### 7.3 Objective functions, metrics, and evaluation

- Convergence.
- [E] When we say an algorithm converges, what does convergence mean?
- [E] How do we know when a model has converged?

- [E] Draw the loss curves for overfitting and underfitting.
- Bias-variance trade-off
- [E] What’s the bias-variance trade-off?
- [M] How’s this tradeoff related to overfitting and underfitting?
- [M] How do you know that your model is high variance, low bias? What would you do in this case?
- [M] How do you know that your model is low variance, high bias? What would you do in this case?

- Cross-validation.
- [E] Explain different methods for cross-validation.
- [M] Why don’t we see more cross-validation in deep learning?

Train, valid, test splits.

- [E] What’s wrong with training and testing a model on the same data?
- [E] Why do we need a validation set on top of a train set and a test set?
- [M] Your model’s loss curves on the train, valid, and test sets look like this. What might have been the cause of this? What would you do?

[E] Your team is building a system to aid doctors in predicting whether a patient has cancer or not from their X-ray scan. Your colleague announces that the problem is solved now that they’ve built a system that can predict with 99.99% accuracy. How would you respond to that claim?

- F1 score.
- [E] What’s the benefit of F1 over the accuracy?
- [M] Can we still use F1 for a problem with more than two classes. How?

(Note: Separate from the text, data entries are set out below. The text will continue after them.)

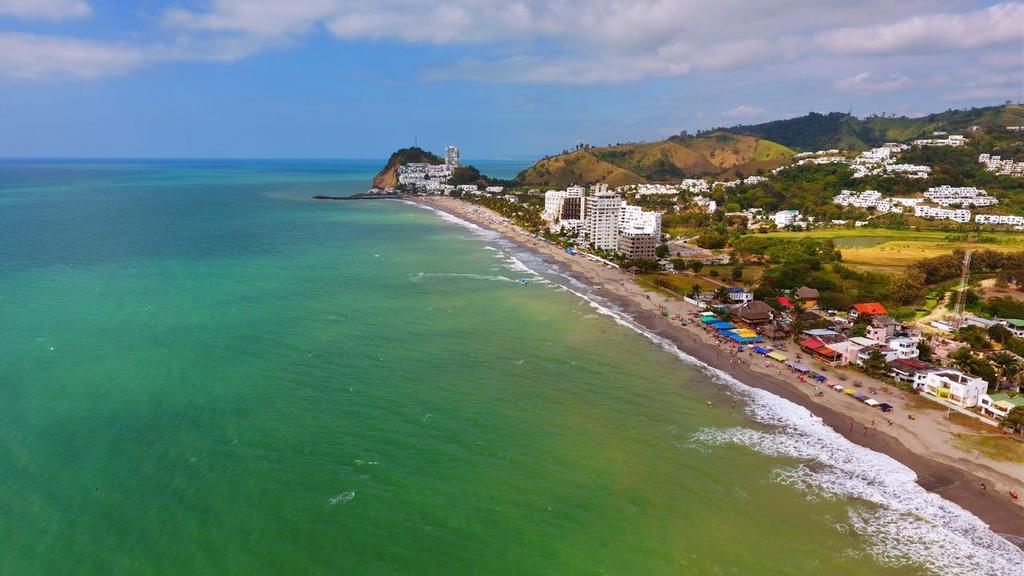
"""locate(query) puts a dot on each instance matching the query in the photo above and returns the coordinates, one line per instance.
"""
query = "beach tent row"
(729, 330)
(863, 398)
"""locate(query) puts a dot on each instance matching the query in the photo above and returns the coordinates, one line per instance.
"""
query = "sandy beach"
(925, 444)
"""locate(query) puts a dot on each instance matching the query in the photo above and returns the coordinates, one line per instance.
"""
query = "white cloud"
(45, 9)
(1001, 24)
(556, 71)
(866, 82)
(29, 56)
(567, 41)
(743, 112)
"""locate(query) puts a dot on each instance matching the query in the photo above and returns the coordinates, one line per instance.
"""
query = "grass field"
(675, 285)
(892, 250)
(995, 447)
(752, 274)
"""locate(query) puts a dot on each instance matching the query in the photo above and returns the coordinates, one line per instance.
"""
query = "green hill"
(388, 176)
(822, 131)
(718, 153)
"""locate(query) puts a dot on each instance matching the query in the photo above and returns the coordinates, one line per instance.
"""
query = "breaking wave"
(901, 523)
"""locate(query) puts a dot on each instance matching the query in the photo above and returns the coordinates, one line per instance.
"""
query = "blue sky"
(513, 78)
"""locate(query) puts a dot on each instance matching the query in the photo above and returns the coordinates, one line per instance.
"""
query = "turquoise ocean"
(204, 371)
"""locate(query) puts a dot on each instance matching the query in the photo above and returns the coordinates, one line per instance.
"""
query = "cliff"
(719, 153)
(388, 176)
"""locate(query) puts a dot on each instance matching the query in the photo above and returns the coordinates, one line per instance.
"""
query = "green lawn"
(752, 274)
(675, 285)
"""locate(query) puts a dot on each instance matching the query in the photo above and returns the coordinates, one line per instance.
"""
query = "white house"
(603, 211)
(954, 386)
(905, 348)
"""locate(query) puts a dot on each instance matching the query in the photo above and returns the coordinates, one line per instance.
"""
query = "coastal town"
(937, 343)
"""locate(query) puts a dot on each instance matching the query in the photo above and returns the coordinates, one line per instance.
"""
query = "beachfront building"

Given a binary classifier that outputs the following confusion matrix.

Predicted True Predicted False Actual True 30 20 Actual False 5 40 - [E] Calculate the model’s precision, recall, and F1.
- [M] What can we do to improve the model’s performance?

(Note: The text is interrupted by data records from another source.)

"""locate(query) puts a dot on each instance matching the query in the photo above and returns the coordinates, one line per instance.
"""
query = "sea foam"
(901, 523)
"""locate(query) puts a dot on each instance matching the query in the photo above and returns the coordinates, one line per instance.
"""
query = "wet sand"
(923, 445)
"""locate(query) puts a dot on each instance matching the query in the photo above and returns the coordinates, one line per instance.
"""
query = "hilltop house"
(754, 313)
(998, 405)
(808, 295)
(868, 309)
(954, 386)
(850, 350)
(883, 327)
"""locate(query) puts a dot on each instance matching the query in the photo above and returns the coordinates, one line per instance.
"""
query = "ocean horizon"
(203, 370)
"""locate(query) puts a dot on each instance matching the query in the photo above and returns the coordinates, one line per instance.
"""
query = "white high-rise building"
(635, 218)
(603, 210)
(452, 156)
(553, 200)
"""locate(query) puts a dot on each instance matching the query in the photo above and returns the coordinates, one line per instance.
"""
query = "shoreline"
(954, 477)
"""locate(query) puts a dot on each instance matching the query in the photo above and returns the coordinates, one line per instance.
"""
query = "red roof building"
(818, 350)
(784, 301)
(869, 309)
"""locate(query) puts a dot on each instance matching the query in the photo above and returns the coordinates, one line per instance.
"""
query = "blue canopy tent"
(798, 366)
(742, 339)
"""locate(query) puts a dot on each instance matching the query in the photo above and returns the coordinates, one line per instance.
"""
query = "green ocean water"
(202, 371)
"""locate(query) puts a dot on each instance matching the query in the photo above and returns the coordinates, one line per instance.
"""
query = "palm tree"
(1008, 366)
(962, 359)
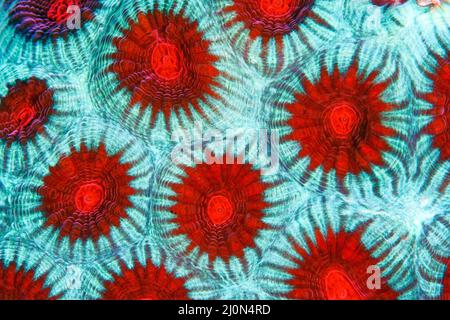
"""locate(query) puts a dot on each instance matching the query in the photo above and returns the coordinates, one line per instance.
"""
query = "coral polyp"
(163, 60)
(44, 19)
(225, 149)
(86, 193)
(338, 124)
(25, 108)
(335, 267)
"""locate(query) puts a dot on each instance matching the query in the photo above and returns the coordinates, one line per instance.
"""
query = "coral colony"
(226, 149)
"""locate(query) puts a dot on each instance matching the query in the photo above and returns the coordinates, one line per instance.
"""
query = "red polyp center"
(275, 8)
(58, 11)
(343, 119)
(338, 286)
(24, 116)
(219, 209)
(89, 197)
(167, 61)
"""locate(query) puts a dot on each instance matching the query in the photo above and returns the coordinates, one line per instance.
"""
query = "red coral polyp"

- Consider a classification where 99% of data belongs to class A and 1% of data belongs to class B.
- [M] If your model predicts A 100% of the time, what would the F1 score be?
**Hint**: The F1 score when A is mapped to 0 and B to 1 is different from the F1 score when A is mapped to 1 and B to 0. - [M] If we have a model that predicts A and B at a random (uniformly), what would the expected F1 be?

- [M] If your model predicts A 100% of the time, what would the F1 score be?
- [M] For logistic regression, why is log loss recommended over MSE (mean squared error)?
- [M] When should we use RMSE (Root Mean Squared Error) over MAE (Mean Absolute Error) and vice versa?
- [M] Show that the negative log-likelihood and cross-entropy are the same for binary classification tasks.
- [M] For classification tasks with more than two labels (e.g. MNIST with 10 labels), why is cross-entropy a better loss function than MSE?
- [E] Consider a language with an alphabet of 27 characters. What would be the maximal entropy of this language?
- [E] A lot of machine learning models aim to approximate probability distributions. Let’s say P is the distribution of the data and Q is the distribution learned by our model. How do measure how close Q is to P?
- MPE (Most Probable Explanation) vs. MAP (Maximum A Posteriori)
- [E] How do MPE and MAP differ?
- [H] Give an example of when they would produce different results.

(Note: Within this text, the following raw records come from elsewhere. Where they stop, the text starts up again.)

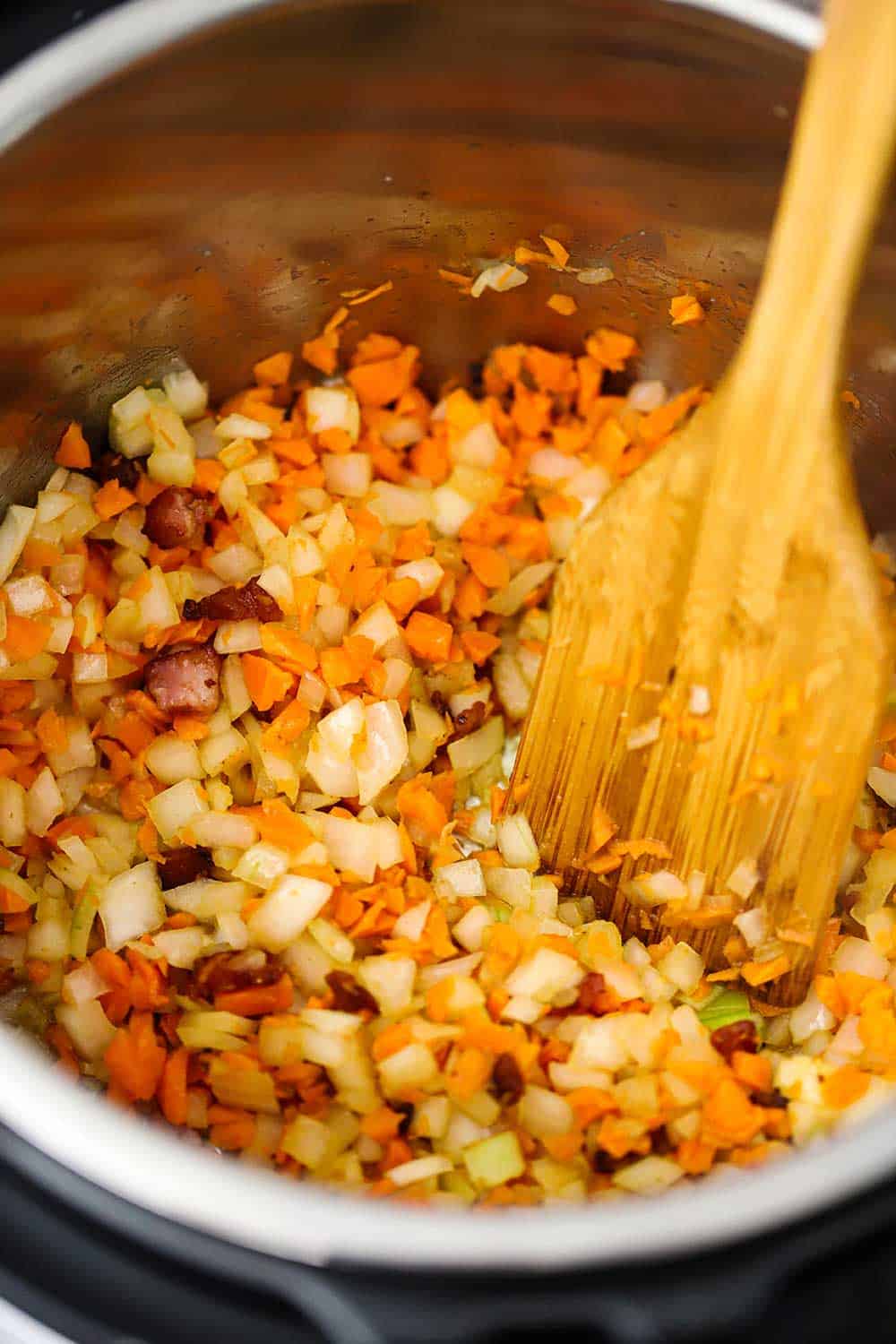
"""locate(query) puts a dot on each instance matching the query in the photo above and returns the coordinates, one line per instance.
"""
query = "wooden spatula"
(719, 650)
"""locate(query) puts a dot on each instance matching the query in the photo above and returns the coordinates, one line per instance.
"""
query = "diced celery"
(726, 1005)
(493, 1161)
(82, 919)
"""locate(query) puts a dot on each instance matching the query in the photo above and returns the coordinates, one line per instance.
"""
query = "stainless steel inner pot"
(206, 177)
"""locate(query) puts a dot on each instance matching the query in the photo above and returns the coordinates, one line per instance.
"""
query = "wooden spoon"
(732, 574)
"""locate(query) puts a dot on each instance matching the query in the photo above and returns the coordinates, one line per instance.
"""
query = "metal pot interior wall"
(217, 198)
(220, 194)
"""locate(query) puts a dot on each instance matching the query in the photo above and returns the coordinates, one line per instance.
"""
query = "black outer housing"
(99, 1271)
(102, 1271)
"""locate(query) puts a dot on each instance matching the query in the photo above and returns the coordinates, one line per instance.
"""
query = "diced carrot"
(384, 381)
(382, 1124)
(402, 596)
(279, 642)
(563, 304)
(694, 1158)
(392, 1039)
(73, 449)
(590, 1104)
(266, 683)
(563, 1147)
(112, 499)
(729, 1117)
(417, 803)
(610, 349)
(148, 989)
(113, 969)
(277, 824)
(322, 352)
(289, 725)
(429, 637)
(172, 1088)
(134, 797)
(762, 972)
(685, 309)
(273, 371)
(845, 1086)
(51, 731)
(489, 564)
(134, 1058)
(234, 1136)
(430, 459)
(414, 543)
(24, 637)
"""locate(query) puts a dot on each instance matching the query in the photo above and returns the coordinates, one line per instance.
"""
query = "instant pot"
(199, 179)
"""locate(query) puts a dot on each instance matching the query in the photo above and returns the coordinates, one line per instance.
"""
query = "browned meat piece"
(185, 679)
(113, 467)
(591, 994)
(250, 602)
(228, 970)
(349, 996)
(469, 719)
(182, 866)
(737, 1035)
(177, 518)
(506, 1081)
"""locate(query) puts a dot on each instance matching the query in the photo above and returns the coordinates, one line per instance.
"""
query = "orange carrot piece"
(489, 564)
(382, 1124)
(172, 1088)
(266, 683)
(563, 304)
(429, 637)
(134, 1058)
(24, 637)
(51, 731)
(384, 381)
(392, 1039)
(845, 1086)
(273, 371)
(73, 449)
(685, 311)
(112, 499)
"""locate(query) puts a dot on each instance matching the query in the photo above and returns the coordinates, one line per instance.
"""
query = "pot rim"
(151, 1168)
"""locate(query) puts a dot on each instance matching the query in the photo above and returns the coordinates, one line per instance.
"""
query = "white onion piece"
(648, 395)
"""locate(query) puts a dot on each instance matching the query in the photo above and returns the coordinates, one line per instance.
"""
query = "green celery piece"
(726, 1007)
(82, 919)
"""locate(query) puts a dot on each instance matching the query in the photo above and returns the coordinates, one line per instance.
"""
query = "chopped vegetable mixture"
(261, 679)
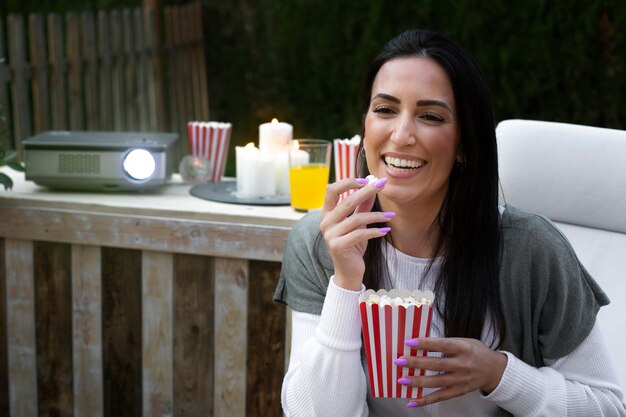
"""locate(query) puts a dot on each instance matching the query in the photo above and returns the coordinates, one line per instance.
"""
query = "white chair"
(576, 176)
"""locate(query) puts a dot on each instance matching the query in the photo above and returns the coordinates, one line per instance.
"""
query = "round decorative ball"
(195, 169)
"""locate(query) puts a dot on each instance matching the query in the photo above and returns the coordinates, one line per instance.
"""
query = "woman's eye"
(431, 117)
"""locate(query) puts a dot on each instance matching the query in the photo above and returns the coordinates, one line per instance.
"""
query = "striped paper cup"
(345, 155)
(385, 329)
(210, 140)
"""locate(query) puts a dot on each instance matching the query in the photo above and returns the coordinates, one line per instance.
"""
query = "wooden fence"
(110, 70)
(139, 305)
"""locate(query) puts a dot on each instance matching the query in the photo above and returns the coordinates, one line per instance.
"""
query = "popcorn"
(388, 319)
(371, 178)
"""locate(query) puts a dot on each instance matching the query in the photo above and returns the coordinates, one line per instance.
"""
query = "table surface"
(170, 200)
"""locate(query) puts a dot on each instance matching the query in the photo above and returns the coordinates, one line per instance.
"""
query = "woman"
(513, 329)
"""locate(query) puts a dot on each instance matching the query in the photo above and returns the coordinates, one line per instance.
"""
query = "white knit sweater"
(326, 378)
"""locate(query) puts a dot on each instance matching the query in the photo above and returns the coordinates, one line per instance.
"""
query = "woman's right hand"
(344, 227)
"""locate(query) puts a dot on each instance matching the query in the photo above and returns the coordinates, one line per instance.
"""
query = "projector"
(100, 161)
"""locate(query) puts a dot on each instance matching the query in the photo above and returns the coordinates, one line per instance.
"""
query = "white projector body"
(99, 161)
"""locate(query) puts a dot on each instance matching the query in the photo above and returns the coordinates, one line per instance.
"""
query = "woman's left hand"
(466, 365)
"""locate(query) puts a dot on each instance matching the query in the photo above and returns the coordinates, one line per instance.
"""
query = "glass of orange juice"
(309, 165)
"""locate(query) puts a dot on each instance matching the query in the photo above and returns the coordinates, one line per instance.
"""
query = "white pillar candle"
(275, 136)
(281, 161)
(297, 156)
(256, 174)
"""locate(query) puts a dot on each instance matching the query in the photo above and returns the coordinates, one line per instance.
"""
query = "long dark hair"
(469, 219)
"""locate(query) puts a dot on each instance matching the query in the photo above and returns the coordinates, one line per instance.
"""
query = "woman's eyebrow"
(422, 103)
(419, 103)
(386, 97)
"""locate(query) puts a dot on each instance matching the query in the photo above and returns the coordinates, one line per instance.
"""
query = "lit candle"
(275, 136)
(297, 156)
(281, 163)
(256, 175)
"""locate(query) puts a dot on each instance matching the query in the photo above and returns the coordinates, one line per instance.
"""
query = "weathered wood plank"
(39, 59)
(58, 72)
(20, 291)
(130, 80)
(189, 15)
(22, 127)
(105, 108)
(75, 101)
(122, 335)
(157, 351)
(266, 354)
(156, 102)
(4, 360)
(90, 70)
(196, 35)
(180, 81)
(53, 320)
(173, 108)
(193, 335)
(6, 141)
(117, 73)
(231, 321)
(87, 331)
(141, 69)
(161, 234)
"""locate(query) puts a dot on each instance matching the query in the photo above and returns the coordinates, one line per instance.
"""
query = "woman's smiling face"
(411, 131)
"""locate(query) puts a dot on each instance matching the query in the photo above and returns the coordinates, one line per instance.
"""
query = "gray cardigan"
(549, 299)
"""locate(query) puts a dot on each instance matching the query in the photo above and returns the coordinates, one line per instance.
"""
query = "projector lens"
(139, 164)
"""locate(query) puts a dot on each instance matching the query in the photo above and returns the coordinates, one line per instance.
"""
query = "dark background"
(302, 61)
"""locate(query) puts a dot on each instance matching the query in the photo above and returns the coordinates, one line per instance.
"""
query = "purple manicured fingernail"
(401, 362)
(380, 183)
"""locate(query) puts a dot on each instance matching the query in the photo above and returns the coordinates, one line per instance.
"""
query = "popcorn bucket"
(210, 140)
(345, 155)
(388, 320)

[E] Suppose you want to build a model to predict the price of a stock in the next 8 hours and that the predicted price should never be off more than 10% from the actual price. Which metric would you use?

**Hint**: check out MAPE.

In case you need a refresh on information entropy, here's an explanation without any math.

Your parents are finally letting you adopt a pet! They spend the entire weekend taking you to various pet shelters to find a pet.

The first shelter has only dogs. Your mom covers your eyes when your dad picks out an animal for you. You don't need to open your eyes to know that this animal is a dog. It isn't hard to guess.

The second shelter has both dogs and cats. Again your mom covers your eyes and your dad picks out an email. This time, you have to think harder to guess which animal is that. You make a guess that it's a dog, and your dad says no. So you guess it's a cat and you're right. It takes you two guesses to know for sure what animal it is.

The next shelter is the biggest one of them all. They have so many different kinds of animals: dogs, cats, hamsters, fish, parrots, cute little pigs, bunnies, ferrets, hedgehogs, chickens, even the exotic bearded dragons! There must be close to a hundred different types of pets. Now it's really hard for you to guess which one your dad brings you. It takes you a dozen guesses to guess the right animal.

Entropy is a measure of the "spread out" in diversity. The more spread out the diversity, the header it is to guess an item correctly. The first shelter has very low entropy. The second shelter has a little bit higher entropy. The third shelter has the highest entropy.